La première difficulté est que beaucoup de choses décrites dans cette partie de la Bible Hébraïque sont difficiles à montrer ou à représenter comme les 6 jours de la Création ou du Déluge. Concernant les 6 jours de la Création par exemple, les réalisateurs ont le choix entre s’appuyer fortement sur des effets spéciaux (dans le cadre d’une interprétation très littérale) soit d’utiliser une méthode plus abstraite pour se concentrer davantage sur le sens profond du texte. Un exemple (toutes les citations sont issues de la traduction de la Bible dite Segond 21) :

La terre n’était que chaos et vide. Il y avait des ténèbres à la surface de l’abîme et l’Esprit de Dieu planait au-dessus de l’eau.

Faut-il insister sur l’aspect « informe » de la Terre ou sur le sens plus profond et poétique de ces vers ? On pourrait en dire autant de la création de l’Homme, et plus particulièrement de la naissance de la Femme. Extrait :

L’homme donna des noms à tout le bétail, aux oiseaux du ciel et à tous les animaux sauvages, mais pour lui-même il ne trouva pas d’aide qui soit son vis-à-vis. Alors l’Eternel Dieu fit tomber un profond sommeil sur l’homme, qui s’endormit. Il prit une de ses côtes et referma la chair à sa place. L’Eternel Dieu forma une femme à partir de la côte qu’il avait prise à l’homme et il l’amena vers l’homme.
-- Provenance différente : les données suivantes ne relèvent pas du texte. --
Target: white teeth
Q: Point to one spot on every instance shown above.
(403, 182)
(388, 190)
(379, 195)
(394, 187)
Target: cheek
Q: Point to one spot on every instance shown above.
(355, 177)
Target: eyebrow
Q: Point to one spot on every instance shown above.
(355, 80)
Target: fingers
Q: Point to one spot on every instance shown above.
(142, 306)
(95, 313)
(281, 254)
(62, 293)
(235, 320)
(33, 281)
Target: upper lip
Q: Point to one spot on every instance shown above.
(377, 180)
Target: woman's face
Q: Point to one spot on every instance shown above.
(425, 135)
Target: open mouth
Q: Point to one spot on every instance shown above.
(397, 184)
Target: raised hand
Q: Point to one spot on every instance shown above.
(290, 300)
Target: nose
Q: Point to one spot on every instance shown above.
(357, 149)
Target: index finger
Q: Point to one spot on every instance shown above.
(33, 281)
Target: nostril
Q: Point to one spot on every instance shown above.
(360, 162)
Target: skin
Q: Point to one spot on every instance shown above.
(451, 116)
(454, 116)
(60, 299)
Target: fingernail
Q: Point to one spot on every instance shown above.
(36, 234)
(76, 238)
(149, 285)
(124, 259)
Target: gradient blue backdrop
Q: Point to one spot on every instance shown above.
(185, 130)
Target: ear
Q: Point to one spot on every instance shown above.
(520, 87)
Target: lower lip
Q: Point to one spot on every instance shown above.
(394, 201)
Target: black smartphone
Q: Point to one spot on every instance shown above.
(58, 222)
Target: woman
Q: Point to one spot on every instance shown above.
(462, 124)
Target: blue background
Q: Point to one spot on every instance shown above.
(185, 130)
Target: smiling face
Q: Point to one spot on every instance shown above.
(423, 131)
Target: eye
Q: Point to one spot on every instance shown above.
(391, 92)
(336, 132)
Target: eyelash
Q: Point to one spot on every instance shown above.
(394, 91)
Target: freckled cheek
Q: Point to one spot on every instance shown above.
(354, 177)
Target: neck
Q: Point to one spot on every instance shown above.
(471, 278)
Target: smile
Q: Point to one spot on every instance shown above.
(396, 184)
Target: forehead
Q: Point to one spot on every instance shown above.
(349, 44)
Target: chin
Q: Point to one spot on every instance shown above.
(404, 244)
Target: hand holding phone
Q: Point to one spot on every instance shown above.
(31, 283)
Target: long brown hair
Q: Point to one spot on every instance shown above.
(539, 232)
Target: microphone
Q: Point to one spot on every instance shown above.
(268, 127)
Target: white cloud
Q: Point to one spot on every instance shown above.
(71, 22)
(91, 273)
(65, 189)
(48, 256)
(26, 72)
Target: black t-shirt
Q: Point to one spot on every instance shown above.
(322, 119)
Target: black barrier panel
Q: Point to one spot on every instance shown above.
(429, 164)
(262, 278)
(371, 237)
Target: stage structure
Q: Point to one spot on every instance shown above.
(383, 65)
L’homme dit: «Voici cette fois celle qui est faite des mêmes os et de la même chair que moi. On l’appellera femme parce qu’elle a été tirée de l’homme.»
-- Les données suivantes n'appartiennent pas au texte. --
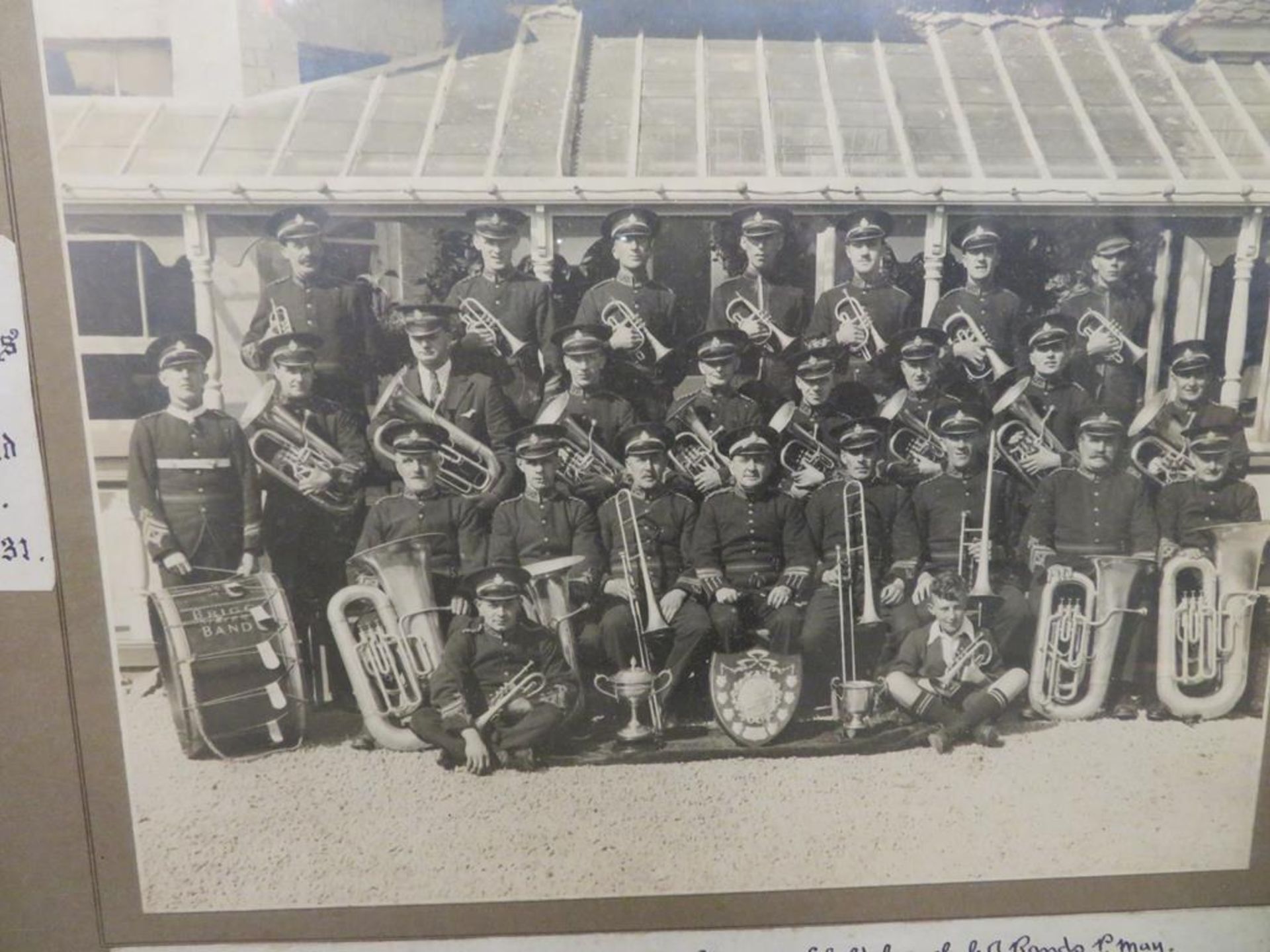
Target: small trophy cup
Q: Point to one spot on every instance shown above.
(634, 686)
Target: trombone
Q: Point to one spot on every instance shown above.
(651, 619)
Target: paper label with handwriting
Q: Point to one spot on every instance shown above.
(26, 541)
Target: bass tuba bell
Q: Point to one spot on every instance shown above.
(1075, 649)
(288, 451)
(1206, 622)
(390, 651)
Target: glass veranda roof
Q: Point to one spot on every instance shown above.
(958, 107)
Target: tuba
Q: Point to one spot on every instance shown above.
(962, 327)
(1075, 649)
(616, 314)
(390, 654)
(468, 466)
(802, 450)
(582, 457)
(482, 321)
(1094, 320)
(851, 310)
(911, 437)
(1151, 448)
(1206, 622)
(286, 450)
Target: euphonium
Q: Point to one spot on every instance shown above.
(479, 319)
(1075, 649)
(1152, 450)
(912, 438)
(1203, 643)
(287, 451)
(390, 654)
(851, 310)
(1095, 320)
(468, 466)
(962, 327)
(800, 450)
(616, 315)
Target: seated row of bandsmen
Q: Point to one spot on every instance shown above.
(748, 556)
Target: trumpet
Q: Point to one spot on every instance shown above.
(618, 314)
(960, 327)
(1156, 456)
(525, 683)
(582, 457)
(1206, 622)
(911, 438)
(286, 450)
(1075, 649)
(802, 450)
(850, 310)
(390, 654)
(741, 310)
(1094, 320)
(482, 321)
(468, 466)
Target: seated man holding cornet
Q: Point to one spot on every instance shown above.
(502, 686)
(951, 673)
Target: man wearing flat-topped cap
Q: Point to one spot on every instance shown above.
(309, 300)
(520, 302)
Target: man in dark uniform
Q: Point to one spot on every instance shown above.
(665, 521)
(192, 484)
(309, 545)
(643, 367)
(751, 549)
(545, 522)
(931, 527)
(718, 404)
(1103, 357)
(312, 301)
(1191, 379)
(458, 541)
(480, 658)
(889, 309)
(1096, 508)
(860, 447)
(759, 302)
(520, 302)
(472, 401)
(994, 309)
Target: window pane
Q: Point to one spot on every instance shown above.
(105, 284)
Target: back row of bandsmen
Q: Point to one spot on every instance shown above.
(747, 545)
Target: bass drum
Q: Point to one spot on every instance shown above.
(230, 664)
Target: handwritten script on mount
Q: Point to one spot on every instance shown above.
(26, 543)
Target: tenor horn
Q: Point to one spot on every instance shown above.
(1078, 635)
(286, 450)
(468, 466)
(1154, 455)
(1206, 622)
(390, 653)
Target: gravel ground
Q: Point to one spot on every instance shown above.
(331, 825)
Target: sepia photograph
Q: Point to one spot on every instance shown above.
(559, 451)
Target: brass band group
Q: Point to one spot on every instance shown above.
(538, 531)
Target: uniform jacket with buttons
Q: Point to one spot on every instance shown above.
(476, 663)
(1078, 513)
(751, 539)
(192, 488)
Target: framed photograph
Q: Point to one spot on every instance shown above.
(589, 466)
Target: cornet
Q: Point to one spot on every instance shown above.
(960, 327)
(851, 311)
(468, 466)
(1094, 320)
(482, 321)
(618, 314)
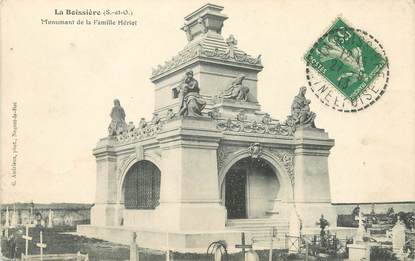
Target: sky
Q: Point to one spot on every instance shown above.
(63, 80)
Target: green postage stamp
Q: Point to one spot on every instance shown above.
(348, 59)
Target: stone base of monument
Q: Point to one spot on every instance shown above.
(340, 232)
(192, 242)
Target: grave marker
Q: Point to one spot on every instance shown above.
(41, 245)
(27, 239)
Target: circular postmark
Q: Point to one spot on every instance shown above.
(347, 68)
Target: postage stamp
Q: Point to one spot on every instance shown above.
(347, 68)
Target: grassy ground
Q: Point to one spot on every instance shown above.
(60, 242)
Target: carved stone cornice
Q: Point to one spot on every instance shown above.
(200, 51)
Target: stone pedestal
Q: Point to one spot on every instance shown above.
(189, 197)
(312, 183)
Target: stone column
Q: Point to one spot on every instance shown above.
(103, 213)
(312, 183)
(189, 196)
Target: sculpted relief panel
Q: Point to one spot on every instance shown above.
(284, 157)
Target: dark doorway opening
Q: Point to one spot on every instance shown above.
(235, 193)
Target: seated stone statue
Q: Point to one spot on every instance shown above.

Qu’est-ce qui est ici le plus important : l’idée profonde de complémentarité entre l’Homme et la Femme, ou le processus « d’ingénierie » menant à la création de l’Humanité ? Après que Caïn ait tué son frère Abel, il implore Dieu de le protéger de la violence des autres Hommes. Extrait choisi :

Caïn dit à l’Eternel: «Ma peine est trop grande pour être supportée. Voici que tu me chasses aujourd’hui de cette terre. Je serai caché loin de toi, je serai errant et vagabond sur la terre, et toute personne qui me trouvera pourra me tuer.» L’Eternel lui dit: «Si quelqu’un tue Caïn, Caïn sera vengé sept fois» et l’Eternel mit un signe sur Caïn afin que ceux qui le trouveraient ne le tuent pas

Faut-il insister sur l’idée d’une marque « physique » ou plutôt sur la protection divine de Dieu sur Caïn, en dépit de la gravité de son crime ? Ces quelques petits exemples nous montrent combien il peut être difficile de se lancer dans la réalisation d’un film avec un texte comme Genèse, avec des difficultés à trouver un juste milieu entre le littéralisme et la compréhension du sens profond (voir caché) du texte.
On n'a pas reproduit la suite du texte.